Blog

October 19, 2016

From Garages to Gorgeous; The Story of Boston's Modern Redevelopment

What do the handsome Boston office buildings at International Place, 75 State Street, 222 Berkeley/500 Boylston, and State Street’s world headquarters at One Lincoln Street have in common?

Every one of them is on the site of a former city parking garage, typically (by the time it got demolished) a decrepit and smelly parking garage.

That was a fascinating nugget of local history I was reminded about this morning by Tom Hynes, co-chairman and CEO of realty leader Colliers International’s Boston office, who was one of five terrific speakers on a “Building Boston 2030” panel discussion sponsored by Suffolk University’s Sawyer Business School (and Center for Real Estate) and the Greater Boston Real Estate Board. I was delighted to represent Denterlein as MC at the session, which focused on why companies like General Electric, New Balance, and Vertex have chosen to locate and grow here -- and what Boston has to do (transit, education, welcome, permitting processes) to keep the growth rolling.

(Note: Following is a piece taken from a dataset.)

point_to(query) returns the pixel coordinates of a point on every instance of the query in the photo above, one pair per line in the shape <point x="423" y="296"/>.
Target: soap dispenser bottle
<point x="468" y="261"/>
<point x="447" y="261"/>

Tom, whose Uncle John was the visionary 1950s Boston Mayor John B. Hynes, grounded our discussion in a review of just how far the city has come since the tired, bleak 1940s and the fractious, frightening 1970s. (Being in Suffolk’s gloriously resurrected Modern Theatre on the gloriously resurrected Lower Washington Street, which many of us can remember as the vice-fest called the Combat Zone, underscored the point.)

When you look at Boston across the sweep of history, all of those old parking garages, Tom pointed out, “turned out to be only placeholders for something much better to come along.”

That’s a process that’s still unfolding to this day with HYM Investments’ $1.5 billion redevelopment of the Government Center Garage into a 43-story office tower and Millennium Partners’ $1 billion-plus redevelopment of the Winthrop Square Garage into a 55-story condo/office tower with a three-story-high great hall on Devonshire Street. Typically most of the parking spaces inside the garages are getting replaced below ground--but of course, so long as the T is working well, taking the T into Boston beats driving into Boston almost every day of the week.

Here at Denterlein, our team is blessed to look out every day at yet another ex-city-garage transformation: The Post Office Square Garage that 25 years ago got turned by legendary Hub developer Norman B. Leventhal into the park that now bears his name. (Thanks, Geri, for a very nice job perk!!)

On a day when King Tides were making all of us focus on how much Boston is threatened by climate change and rising seas, it was good to get some long-perspective encouragement from the story of what became and what is becoming of the Hub’s parking garages.

In a booming and visionary Boston, ugly never needs to mean ugly forever.